If you use the sales\_order table as a customer table, you must then be careful when creating customer-level metrics. For example, consider an average lifetime revenue metric. This metric is used to identify the average lifetime revenue across your customer base. This first requires a new column that, for each customer, returns their lifetime revenue. Then you must average this column to obtain your customers’ average lifetime revenue.

If you are able to use the customer\_entity table, each row is a single customer, and each customer only exists in that table one time. Therefore, when you have the lifetime revenue column, all you need is to create an average metric. However, if you use the sales\_order table as your customer table, a customer can potentially exist in numerous rows. After setting up the lifetime revenue column, each order (row) placed by a given customer will show that customer’s lifetime revenue; but you only want to include that customer once in your overall average metric.

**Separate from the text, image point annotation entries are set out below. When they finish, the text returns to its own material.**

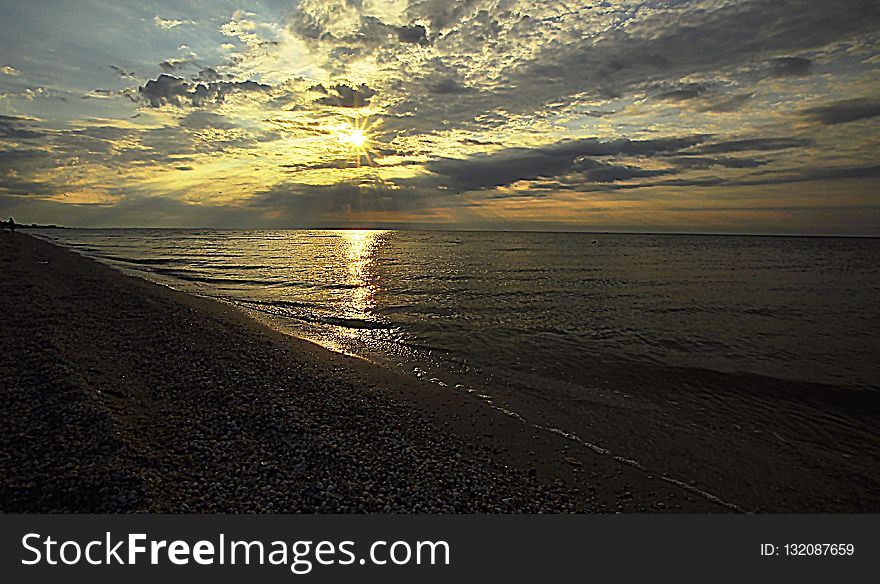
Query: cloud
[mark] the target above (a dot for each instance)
(122, 72)
(414, 34)
(16, 128)
(790, 67)
(684, 93)
(508, 166)
(167, 24)
(169, 90)
(753, 145)
(342, 95)
(172, 65)
(843, 112)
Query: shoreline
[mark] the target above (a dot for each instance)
(540, 469)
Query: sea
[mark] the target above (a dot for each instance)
(482, 306)
(734, 367)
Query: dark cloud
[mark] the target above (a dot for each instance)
(172, 65)
(16, 128)
(684, 92)
(169, 90)
(342, 95)
(843, 112)
(208, 74)
(122, 72)
(702, 162)
(508, 166)
(725, 103)
(790, 67)
(415, 34)
(753, 145)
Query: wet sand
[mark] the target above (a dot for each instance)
(120, 395)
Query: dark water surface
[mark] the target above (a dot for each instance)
(742, 369)
(489, 305)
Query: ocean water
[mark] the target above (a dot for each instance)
(480, 309)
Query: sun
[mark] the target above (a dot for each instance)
(355, 138)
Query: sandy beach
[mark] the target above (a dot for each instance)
(120, 395)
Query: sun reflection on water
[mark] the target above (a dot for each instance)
(361, 246)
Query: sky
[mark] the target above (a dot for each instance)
(734, 116)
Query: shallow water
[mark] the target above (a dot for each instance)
(471, 308)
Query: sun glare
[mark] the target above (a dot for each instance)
(355, 138)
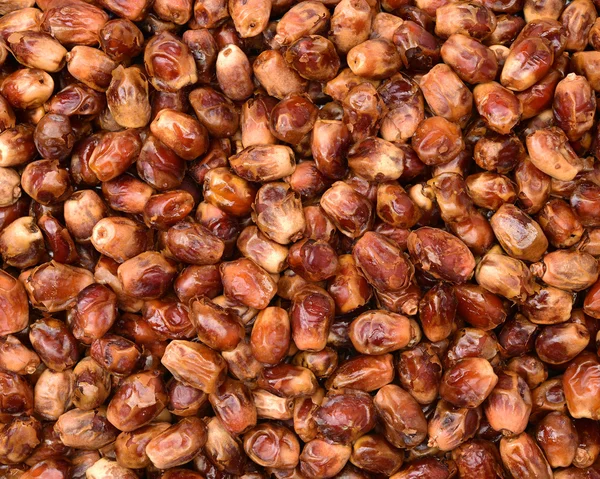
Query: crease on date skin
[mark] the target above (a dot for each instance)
(306, 239)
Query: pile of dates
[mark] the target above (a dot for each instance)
(293, 239)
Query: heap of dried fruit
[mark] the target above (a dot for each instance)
(303, 240)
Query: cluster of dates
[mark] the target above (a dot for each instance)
(321, 239)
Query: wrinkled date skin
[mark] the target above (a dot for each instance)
(299, 239)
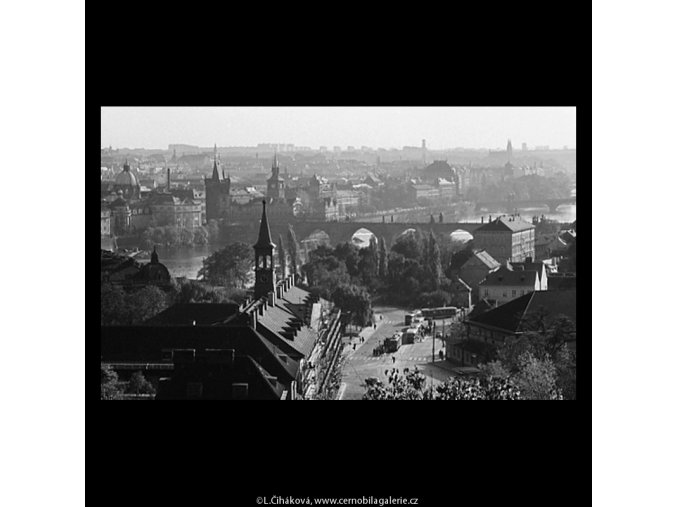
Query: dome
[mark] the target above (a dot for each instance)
(127, 178)
(362, 238)
(461, 236)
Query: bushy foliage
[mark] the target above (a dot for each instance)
(111, 387)
(128, 308)
(412, 385)
(138, 384)
(174, 236)
(539, 361)
(355, 301)
(195, 291)
(231, 266)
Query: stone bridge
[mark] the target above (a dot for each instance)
(338, 232)
(508, 206)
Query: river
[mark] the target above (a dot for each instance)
(187, 261)
(184, 261)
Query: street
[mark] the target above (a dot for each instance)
(360, 363)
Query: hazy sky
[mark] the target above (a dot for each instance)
(376, 127)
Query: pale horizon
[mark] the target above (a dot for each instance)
(375, 127)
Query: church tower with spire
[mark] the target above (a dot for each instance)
(217, 192)
(263, 259)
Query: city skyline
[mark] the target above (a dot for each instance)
(314, 127)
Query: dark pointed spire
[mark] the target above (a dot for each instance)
(215, 170)
(264, 231)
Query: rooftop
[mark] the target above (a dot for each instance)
(506, 224)
(511, 316)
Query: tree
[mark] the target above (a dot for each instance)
(355, 301)
(539, 360)
(138, 384)
(433, 299)
(412, 385)
(195, 291)
(433, 261)
(368, 263)
(171, 234)
(200, 236)
(213, 231)
(230, 266)
(537, 378)
(294, 260)
(186, 236)
(145, 303)
(383, 260)
(110, 385)
(408, 246)
(113, 305)
(350, 255)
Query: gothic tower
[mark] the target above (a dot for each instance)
(263, 259)
(275, 183)
(217, 192)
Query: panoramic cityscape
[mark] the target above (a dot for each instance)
(442, 269)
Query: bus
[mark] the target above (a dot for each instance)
(441, 312)
(393, 343)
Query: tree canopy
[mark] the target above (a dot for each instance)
(412, 385)
(230, 266)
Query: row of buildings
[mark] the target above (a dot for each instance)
(279, 344)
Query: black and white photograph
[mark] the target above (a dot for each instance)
(338, 253)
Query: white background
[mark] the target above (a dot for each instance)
(633, 246)
(42, 341)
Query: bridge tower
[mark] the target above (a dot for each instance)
(263, 259)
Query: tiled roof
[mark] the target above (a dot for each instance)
(560, 282)
(486, 259)
(483, 305)
(146, 343)
(504, 224)
(505, 276)
(204, 314)
(510, 316)
(275, 319)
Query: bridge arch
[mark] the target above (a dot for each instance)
(314, 239)
(362, 236)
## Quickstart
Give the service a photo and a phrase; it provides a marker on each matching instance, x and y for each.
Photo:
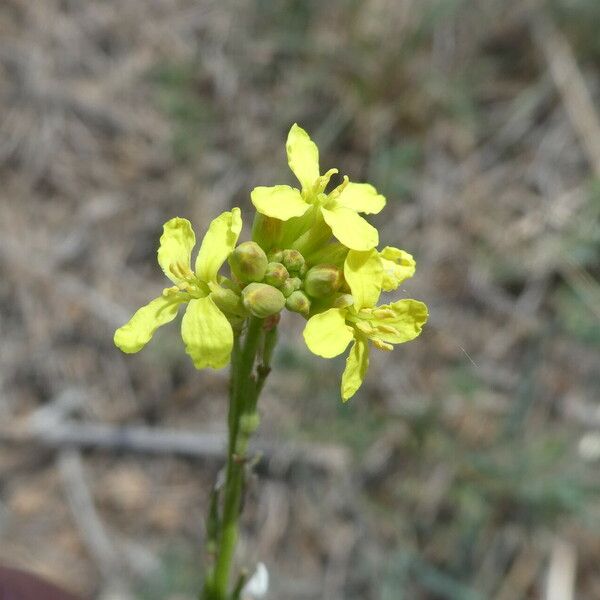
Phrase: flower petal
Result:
(404, 320)
(279, 201)
(363, 272)
(303, 156)
(326, 334)
(207, 334)
(357, 364)
(138, 331)
(218, 244)
(176, 245)
(350, 228)
(361, 197)
(398, 265)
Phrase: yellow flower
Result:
(339, 209)
(371, 272)
(328, 334)
(205, 330)
(359, 320)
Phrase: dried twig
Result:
(560, 584)
(65, 434)
(571, 86)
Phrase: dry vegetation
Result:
(467, 469)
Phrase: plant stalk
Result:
(243, 420)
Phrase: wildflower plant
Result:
(311, 253)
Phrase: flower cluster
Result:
(311, 253)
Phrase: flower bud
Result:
(228, 301)
(276, 274)
(298, 302)
(276, 256)
(248, 262)
(266, 231)
(291, 285)
(262, 300)
(293, 260)
(322, 280)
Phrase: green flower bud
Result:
(291, 285)
(229, 302)
(248, 262)
(276, 274)
(323, 280)
(276, 256)
(266, 231)
(292, 260)
(262, 300)
(298, 302)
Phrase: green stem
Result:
(242, 422)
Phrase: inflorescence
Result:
(311, 253)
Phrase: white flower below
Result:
(258, 585)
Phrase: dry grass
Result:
(473, 448)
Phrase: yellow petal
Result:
(326, 334)
(218, 244)
(361, 197)
(363, 272)
(350, 228)
(398, 265)
(303, 156)
(279, 201)
(136, 333)
(176, 245)
(357, 364)
(207, 334)
(402, 321)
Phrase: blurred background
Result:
(467, 466)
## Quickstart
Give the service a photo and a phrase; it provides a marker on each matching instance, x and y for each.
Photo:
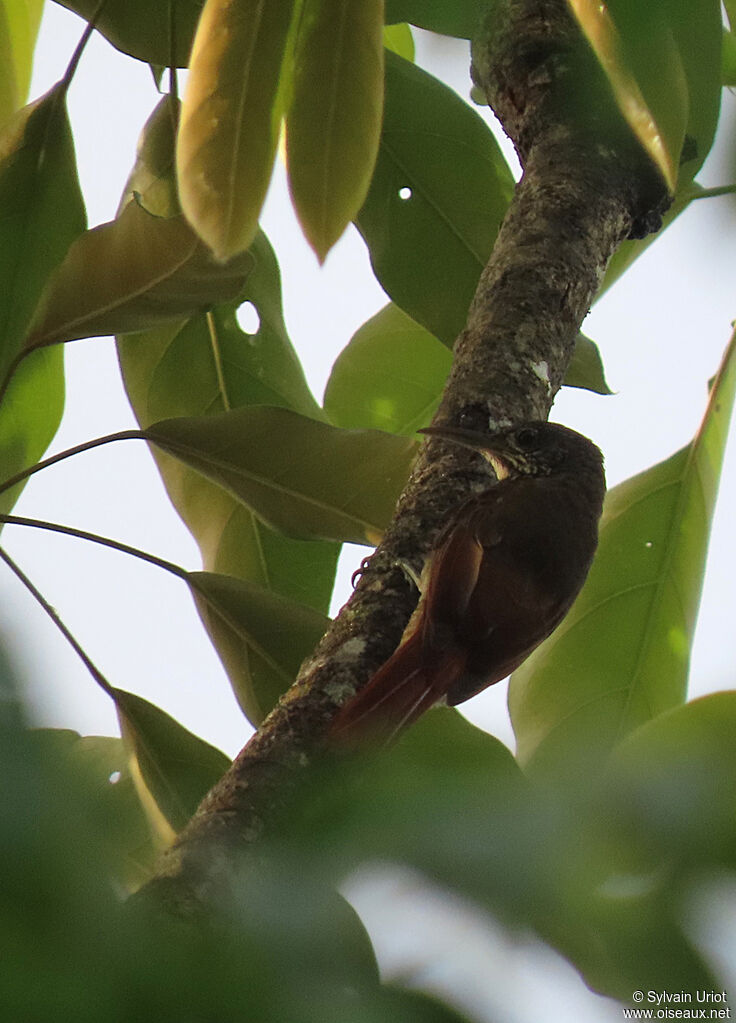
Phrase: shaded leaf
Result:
(207, 364)
(230, 119)
(176, 767)
(142, 29)
(43, 212)
(115, 808)
(630, 251)
(173, 371)
(389, 376)
(130, 274)
(304, 478)
(18, 29)
(586, 368)
(436, 201)
(261, 637)
(621, 655)
(672, 783)
(728, 59)
(449, 17)
(334, 121)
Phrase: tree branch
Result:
(586, 186)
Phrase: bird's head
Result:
(534, 448)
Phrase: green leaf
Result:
(304, 478)
(389, 376)
(179, 371)
(115, 808)
(43, 213)
(230, 119)
(206, 364)
(662, 60)
(18, 29)
(621, 655)
(672, 783)
(449, 17)
(176, 768)
(334, 121)
(630, 251)
(586, 368)
(262, 637)
(30, 414)
(142, 29)
(439, 192)
(399, 39)
(133, 273)
(728, 59)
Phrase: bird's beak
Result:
(474, 440)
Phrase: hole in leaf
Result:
(248, 318)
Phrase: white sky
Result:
(661, 330)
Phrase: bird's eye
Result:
(526, 438)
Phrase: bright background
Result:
(661, 331)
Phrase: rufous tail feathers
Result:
(406, 685)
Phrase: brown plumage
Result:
(504, 575)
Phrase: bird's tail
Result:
(400, 692)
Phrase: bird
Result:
(505, 572)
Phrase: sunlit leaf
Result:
(261, 637)
(334, 121)
(18, 28)
(661, 59)
(133, 273)
(304, 478)
(206, 364)
(399, 39)
(43, 212)
(172, 767)
(389, 376)
(143, 29)
(621, 655)
(438, 195)
(230, 119)
(449, 17)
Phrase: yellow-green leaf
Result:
(334, 121)
(230, 119)
(130, 274)
(42, 214)
(621, 655)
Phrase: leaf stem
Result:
(105, 541)
(52, 614)
(124, 435)
(217, 356)
(79, 50)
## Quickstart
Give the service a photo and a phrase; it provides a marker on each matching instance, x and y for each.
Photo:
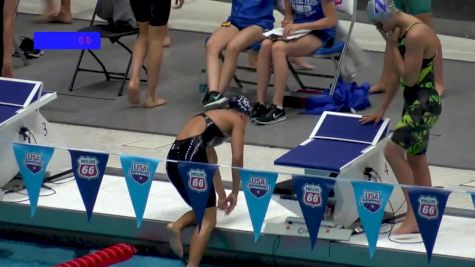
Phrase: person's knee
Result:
(266, 44)
(209, 222)
(279, 48)
(212, 46)
(234, 48)
(392, 151)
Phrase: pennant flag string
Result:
(453, 190)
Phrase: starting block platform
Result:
(21, 121)
(340, 147)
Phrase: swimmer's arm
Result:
(409, 67)
(218, 183)
(329, 21)
(237, 147)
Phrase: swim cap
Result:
(240, 103)
(378, 10)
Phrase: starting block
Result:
(341, 148)
(20, 101)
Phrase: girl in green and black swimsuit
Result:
(412, 46)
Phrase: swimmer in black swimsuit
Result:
(413, 46)
(196, 143)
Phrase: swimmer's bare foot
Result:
(174, 238)
(133, 93)
(377, 88)
(152, 102)
(166, 41)
(301, 64)
(440, 88)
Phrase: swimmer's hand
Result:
(222, 202)
(290, 28)
(178, 4)
(231, 202)
(374, 117)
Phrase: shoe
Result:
(272, 116)
(213, 100)
(258, 110)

The trick here is that you must add a filter to your metric that ensures you only include each customer one time. Adobe encourages you to create and use a filter set named Customers we count that filters for Customer’s order number = 1 (among other filters you may need to exclude unwanted customers). Adding this filter ensures you only include each customer one time in a customer-level metric.

Products and categories

Products can have multiple categories, and categories can be used for more than one product. Therefore, when setting up category-level analyses, you must be careful to use the correct definitions. Do you want the top-level category? Second-level category? What if the product can fall into multiple top-level categories?

Imagine a pair of jeans that falls into three different category levels, as defined by a Commerce implementation: ‘Clothing’ (top level), ‘Outerwear’ (second level), and ‘Pants’ (third level). You might wish to analyze your categories performance by number of units sold. The metric you need for this analysis is Items sold, which is built on the sales\_order\_item table. Therefore, you need to move category-level information onto the items table. Each row on the sales\_order\_item table has an associated product\_id, so if you know the categories associated with a product, you can bring that information over to the desired table.

Before moving any data, you must first know the proper joins and filters to ensure you grab the correct category. For some analyses, you may need to know ‘Pants’, but in other analyses, ‘Clothing’ might be more appropriate. These are distinct categories that are identified separately. Knowing how each category level is defined ensures you are able to attribute unit sales to the appropriate category for your specific analysis.

Now, imagine you also have an Our Favorites top-level category on the home page of your website. Perhaps you have implemented your Commerce store to include these jeans in both the Clothing category and the Our Favorites category. If so, this pair of jeans has more than one top-level category. In that case, moving a single top-level category over to the sales\_order\_item table does not quite make sense, as there are multiple options. To account for this, Adobe suggests creating yes/no columns that check for specific categories. For example, Is product in Clothing category? and Is product in Our Favorites category? columns allow you to check if a product falls into those specific categories.